# NLP with NLTK and spaCy: Tokenization, Stemming, and Lemmatization

This notebook performs:
1) Loading and preprocessing a movie review text using **NLTK** and **spaCy** (tokenization, stemming, lemmatization),
2) Side-by-side comparison of outputs from both libraries.

## Setup
Run the cell below to install/download prerequisites.

In [1]:
import sys, platform, subprocess, os

def run(cmd):
    print(">>", " ".join(cmd))
    subprocess.run(cmd, check=False)

print("Python:", sys.version)
print("Executable:", sys.executable)
print("Platform:", platform.platform())

run([sys.executable, "-m", "pip", "install", "-U", "pip", "setuptools", "wheel"])

candidates = [
    "spacy==3.7.5",
    "spacy==3.6.1",
    "spacy==3.5.4",
]
for pkg in candidates:
    print("\nTrying:", pkg)
    run([sys.executable, "-m", "pip", "install", "--prefer-binary", "--no-cache-dir", pkg])
    try:
        import spacy
        print("Imported spaCy:", spacy.__version__)
        break
    except Exception as e:
        print("Import failed, will try next candidate...", e)

try:
    import spacy
    run([sys.executable, "-m", "spacy", "download", "en_core_web_sm"])
    import importlib
    importlib.invalidate_caches()
    nlp = spacy.load("en_core_web_sm")
    print("spaCy model loaded OK.")
except Exception as e:
    print("Failed to load model:", e)


Python: 3.7.6 (default, Jan  8 2020, 20:23:39) [MSC v.1916 64 bit (AMD64)]
Executable: E:\Anaconda_new\python.exe
Platform: Windows-10-10.0.26100-SP0
>> E:\Anaconda_new\python.exe -m pip install -U pip setuptools wheel

Trying: spacy==3.7.5
>> E:\Anaconda_new\python.exe -m pip install --prefer-binary --no-cache-dir spacy==3.7.5
Imported spaCy: 3.7.5
>> E:\Anaconda_new\python.exe -m spacy download en_core_web_sm
spaCy model loaded OK.


In [3]:
import nltk
from nltk import pos_tag
from nltk.corpus import wordnet
from nltk.stem import PorterStemmer, SnowballStemmer, WordNetLemmatizer
from nltk.tokenize import word_tokenize

In [2]:
import spacy
spacy.__version__

'3.7.5'

In [4]:
# NLTK data downloads
def safe_nltk_download(resource):
    try:
        nltk.data.find(resource)
    except LookupError:
        nltk.download(resource.split('/')[-1], quiet=True)

for res in [
    'tokenizers/punkt',        # tokenizer
    'taggers/averaged_perceptron_tagger',  # POS tagger
    'taggers/averaged_perceptron_tagger_eng', # new name in some builds
    'corpora/wordnet',
    'corpora/omw-1.4'
]:
    try:
        safe_nltk_download(res)
    except Exception:
        pass

import spacy
try:
    nlp = spacy.load("en_core_web_sm")
except Exception:
    print("Downloading spaCy model 'en_core_web_sm'...")
    subprocess.run([sys.executable, "-m", "spacy", "download", "en_core_web_sm"], check=False)
    nlp = spacy.load("en_core_web_sm")

import pandas as pd
print("Setup complete.")

Setup complete.


## Input Text (Movie Review)

In [5]:
review_text = (
    """Three years after the massive, billion-dollar success of \"Jurassic World: Dominion,\" which had brought with it the return of the original film's trio of stars, it's hardly a surprise to see yet another entry come about so quickly. However, while this latest sequel doesn't feature Sam Neill, Laura Dern, or Jeff Goldblum, director Gareth Edwards & his team have still gone the route of adding massive star power in hopes of reinvigorating the series and keeping it fresh enough so as not to feel like just another perfunctory dinosaur outing. As we head into the seventh entry in the franchise overall, will the likes of two-time Oscar nominee Scarlett Johansson and two-time Oscar winner Mahershala Ali be enough to accomplish this extremely difficult goal?

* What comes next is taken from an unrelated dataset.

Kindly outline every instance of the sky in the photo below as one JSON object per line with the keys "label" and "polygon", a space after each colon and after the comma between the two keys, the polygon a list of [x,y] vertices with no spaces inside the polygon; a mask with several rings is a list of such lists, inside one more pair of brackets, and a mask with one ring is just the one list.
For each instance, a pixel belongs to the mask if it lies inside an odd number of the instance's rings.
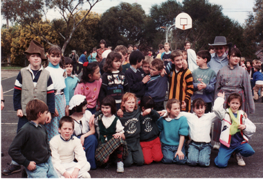
{"label": "sky", "polygon": [[[118,6],[120,2],[127,2],[129,3],[138,3],[140,4],[143,9],[147,15],[149,12],[149,9],[154,4],[160,5],[162,2],[167,0],[102,0],[98,3],[92,8],[91,11],[95,11],[98,13],[103,13],[107,9],[112,6]],[[182,2],[182,0],[178,1]],[[223,13],[229,18],[236,20],[240,24],[245,22],[246,18],[248,17],[248,12],[253,12],[254,6],[254,0],[208,0],[212,4],[221,5],[223,7]],[[174,15],[176,17],[177,15]],[[48,19],[61,18],[59,14],[55,12],[50,12],[48,15]],[[1,17],[1,25],[6,24],[6,20]]]}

Starting in 2008, we witness disaster at an InGen testing site, where genetic experiments are being conducted on dinosaurs. After one of them escapes containment, it goes on a rampage and forces the rest of the personnel to abandon the site. In the present day, we learn that the remaining dinosaurs all live in areas around the equator due to it being the only climate that they're able to survive in, areas that are off-limits to everyone. Despite this, Martin Krebs (Rupert Friend), an executive for a pharmaceutical company, recruits mercenary Zora Bennett (Scarlett Johansson) and paleontologist Dr. Henry Loomis (Jonathan Bailey) for a mission to collect DNA samples from three dinosaurs in order to develop a treatment for heart disease, a very lucrative prospect. 


Before they depart, Zora recruits her old friend Duncaid Kincaid (Mahershala Ali) to lead the mission, one that immediately hits a snag when he decides to rescue Reuben Delgado (Manuel Garcia-Rulfo), his daughters Teresa (Luna Blaise) & Isabella (Audrina Miranda), and Teresa's boyfriend Xavier (David Iacono), whose boat was overturned by a dinosaur. Further trouble causes the team & those they rescued to be separated and stranded on the island where the former hopes to complete their mission, but, as one can certainly expect at this point, it turns out to be far more difficult & dangerous than originally thought.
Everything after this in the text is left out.